Est-ce ainsi pour les larmes qui coulent de nos yeux ?
Est-ce ainsi pour l'air qui gonfle nos poumons ?
Car si ce qui est à toi est à moi, est interdit d'amour.
Que ferons-nous de ses larmes ? De ce souffle ? De ce sang ?
Devons-nous cesser de pleurer ?
Devons-nous cesser de respirer ?
Devons-nous nous couper les veines ?
Devons-nous cesser ?
D'exister pour cet amour impur ?

J'espère au fond de moi qu'il pourra me répondre.

Je sais pourquoi j'ai rêvé de lui. L'anniversaire de leur mort approche bientôt. C'est trop tôt.

J'aimerai en parler avec mon professeur préféré mais il n'est pas là.

Ce satané être humain.

Lorsque je croise son regard en cours, j'ai l'impression que ses yeux m'intiment de rester à distance. Alors que nous sommes à quelques mètres, il me semble si proche et pourtant si loin.

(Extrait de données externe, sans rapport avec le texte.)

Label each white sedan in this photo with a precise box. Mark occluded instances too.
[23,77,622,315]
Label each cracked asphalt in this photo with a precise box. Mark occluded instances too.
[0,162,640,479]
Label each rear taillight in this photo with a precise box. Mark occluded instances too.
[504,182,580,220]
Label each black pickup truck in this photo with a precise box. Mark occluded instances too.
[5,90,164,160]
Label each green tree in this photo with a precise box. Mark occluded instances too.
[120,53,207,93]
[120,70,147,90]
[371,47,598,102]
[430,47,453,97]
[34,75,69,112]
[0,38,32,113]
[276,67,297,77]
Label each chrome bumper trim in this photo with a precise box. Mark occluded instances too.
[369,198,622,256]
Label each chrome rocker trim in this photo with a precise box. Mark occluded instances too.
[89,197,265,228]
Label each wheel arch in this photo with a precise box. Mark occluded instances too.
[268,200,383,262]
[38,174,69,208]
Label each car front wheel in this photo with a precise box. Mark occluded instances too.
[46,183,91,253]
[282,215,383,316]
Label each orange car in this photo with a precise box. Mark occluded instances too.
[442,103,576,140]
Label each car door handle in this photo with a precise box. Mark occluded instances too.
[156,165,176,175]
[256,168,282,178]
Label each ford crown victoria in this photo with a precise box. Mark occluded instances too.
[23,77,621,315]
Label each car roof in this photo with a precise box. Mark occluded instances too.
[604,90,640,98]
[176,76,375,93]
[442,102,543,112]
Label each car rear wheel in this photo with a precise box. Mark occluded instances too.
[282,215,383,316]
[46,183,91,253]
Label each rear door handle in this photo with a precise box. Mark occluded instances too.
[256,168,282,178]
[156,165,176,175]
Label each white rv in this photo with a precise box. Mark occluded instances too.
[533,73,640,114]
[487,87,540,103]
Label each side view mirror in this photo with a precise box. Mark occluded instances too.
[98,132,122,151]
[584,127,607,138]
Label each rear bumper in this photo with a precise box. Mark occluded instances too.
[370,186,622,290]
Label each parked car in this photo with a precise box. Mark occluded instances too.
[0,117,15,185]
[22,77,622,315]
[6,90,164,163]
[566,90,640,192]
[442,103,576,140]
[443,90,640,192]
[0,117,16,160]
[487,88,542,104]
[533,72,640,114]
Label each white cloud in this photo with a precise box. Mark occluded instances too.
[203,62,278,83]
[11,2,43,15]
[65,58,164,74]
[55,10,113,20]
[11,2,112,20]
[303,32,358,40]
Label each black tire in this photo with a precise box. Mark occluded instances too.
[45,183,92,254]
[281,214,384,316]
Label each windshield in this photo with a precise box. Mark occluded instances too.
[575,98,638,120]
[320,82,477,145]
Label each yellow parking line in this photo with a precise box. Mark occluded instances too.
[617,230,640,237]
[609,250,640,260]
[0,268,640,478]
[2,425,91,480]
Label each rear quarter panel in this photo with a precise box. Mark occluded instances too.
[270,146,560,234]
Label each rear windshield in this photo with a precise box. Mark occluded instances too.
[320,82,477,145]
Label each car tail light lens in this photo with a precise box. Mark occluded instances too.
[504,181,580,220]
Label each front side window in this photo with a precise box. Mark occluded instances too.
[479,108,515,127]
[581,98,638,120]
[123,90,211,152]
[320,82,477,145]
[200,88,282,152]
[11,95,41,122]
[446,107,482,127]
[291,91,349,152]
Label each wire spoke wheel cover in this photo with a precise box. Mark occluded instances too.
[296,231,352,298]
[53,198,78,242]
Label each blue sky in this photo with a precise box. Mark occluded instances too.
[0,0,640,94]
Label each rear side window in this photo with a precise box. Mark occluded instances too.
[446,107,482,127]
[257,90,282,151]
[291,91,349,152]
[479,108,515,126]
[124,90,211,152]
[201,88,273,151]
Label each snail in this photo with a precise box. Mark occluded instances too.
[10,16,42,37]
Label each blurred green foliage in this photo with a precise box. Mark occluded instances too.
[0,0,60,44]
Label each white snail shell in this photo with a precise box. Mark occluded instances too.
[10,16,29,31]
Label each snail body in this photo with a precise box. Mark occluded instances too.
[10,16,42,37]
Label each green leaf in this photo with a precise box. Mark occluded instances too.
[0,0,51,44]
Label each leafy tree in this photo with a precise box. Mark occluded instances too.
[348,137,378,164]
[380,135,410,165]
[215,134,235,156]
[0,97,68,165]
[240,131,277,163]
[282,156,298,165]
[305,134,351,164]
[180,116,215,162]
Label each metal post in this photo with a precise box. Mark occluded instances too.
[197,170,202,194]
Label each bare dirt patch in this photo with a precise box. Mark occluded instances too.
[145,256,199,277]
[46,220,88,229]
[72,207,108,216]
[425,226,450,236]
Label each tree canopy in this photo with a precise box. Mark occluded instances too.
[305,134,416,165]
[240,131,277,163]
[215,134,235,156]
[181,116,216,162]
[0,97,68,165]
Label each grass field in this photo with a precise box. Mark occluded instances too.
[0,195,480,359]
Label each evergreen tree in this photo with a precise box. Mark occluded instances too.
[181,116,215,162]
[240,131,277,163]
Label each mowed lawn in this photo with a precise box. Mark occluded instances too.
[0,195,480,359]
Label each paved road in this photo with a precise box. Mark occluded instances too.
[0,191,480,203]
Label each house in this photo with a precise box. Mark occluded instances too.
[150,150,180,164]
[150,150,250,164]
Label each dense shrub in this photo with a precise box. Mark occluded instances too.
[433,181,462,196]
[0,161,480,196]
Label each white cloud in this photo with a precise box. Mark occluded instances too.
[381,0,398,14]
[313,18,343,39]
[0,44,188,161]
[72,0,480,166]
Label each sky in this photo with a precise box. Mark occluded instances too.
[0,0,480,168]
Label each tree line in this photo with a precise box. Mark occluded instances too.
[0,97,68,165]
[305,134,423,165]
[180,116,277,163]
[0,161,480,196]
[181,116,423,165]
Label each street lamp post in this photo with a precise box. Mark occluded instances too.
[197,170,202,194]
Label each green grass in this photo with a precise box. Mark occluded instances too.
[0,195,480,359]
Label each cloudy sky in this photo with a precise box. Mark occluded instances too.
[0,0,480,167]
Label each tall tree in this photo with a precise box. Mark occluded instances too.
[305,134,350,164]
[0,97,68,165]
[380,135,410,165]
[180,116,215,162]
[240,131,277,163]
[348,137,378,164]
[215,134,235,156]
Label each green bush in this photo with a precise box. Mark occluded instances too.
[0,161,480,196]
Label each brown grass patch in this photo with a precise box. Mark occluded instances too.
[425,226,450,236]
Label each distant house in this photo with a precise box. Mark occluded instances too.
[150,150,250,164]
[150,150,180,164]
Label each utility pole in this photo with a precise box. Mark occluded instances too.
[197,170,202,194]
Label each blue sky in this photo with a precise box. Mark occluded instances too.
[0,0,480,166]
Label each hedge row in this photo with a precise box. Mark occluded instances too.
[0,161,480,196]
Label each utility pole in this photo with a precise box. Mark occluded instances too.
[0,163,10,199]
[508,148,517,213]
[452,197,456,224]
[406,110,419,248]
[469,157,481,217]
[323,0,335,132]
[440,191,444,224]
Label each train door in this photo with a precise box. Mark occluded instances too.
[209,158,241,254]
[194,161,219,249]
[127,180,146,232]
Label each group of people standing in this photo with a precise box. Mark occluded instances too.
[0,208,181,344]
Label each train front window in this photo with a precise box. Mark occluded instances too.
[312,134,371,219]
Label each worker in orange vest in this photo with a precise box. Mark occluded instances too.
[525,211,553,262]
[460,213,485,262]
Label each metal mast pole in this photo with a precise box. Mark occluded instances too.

Et lorsqu'il s'adresse exceptionnellement à moi c'est pour me demander de réveiller mon voisin. Ce que je fais sans enthousiasme.

Parce qu'alors Caleb me fixe d'un œil noir pendant toute l'heure comme pour me dissuader de recommencer. Ça finit dans un concours de celui qui cligne des yeux perd. Pour l'instant, je n'ai aucune victoire. Il est fort. Très fort.

J'ai peur de me noyer dans le lac d'encre dans ses yeux qui aspirent toute l'obscurité. Mais  j'essaye de lui faire baisser son regard, rien qu'une fois. Il fronce les sourcils.

- Est-ce que tu essayes de me séduire ?demande-t-il. 

Je rougis à la fois ridiculisée et indignée. 

- Non !

- C'est juste pour te prévenir. Les vierges ne m'intéressent pas.

Mais quel...

- Connard.

Le mot accidentellement dit à voix haute brise le silence dans la classe et toutes les têtes se tournent vers moi. Je sens sur moi le regard désapprobateur de M. Sullivan.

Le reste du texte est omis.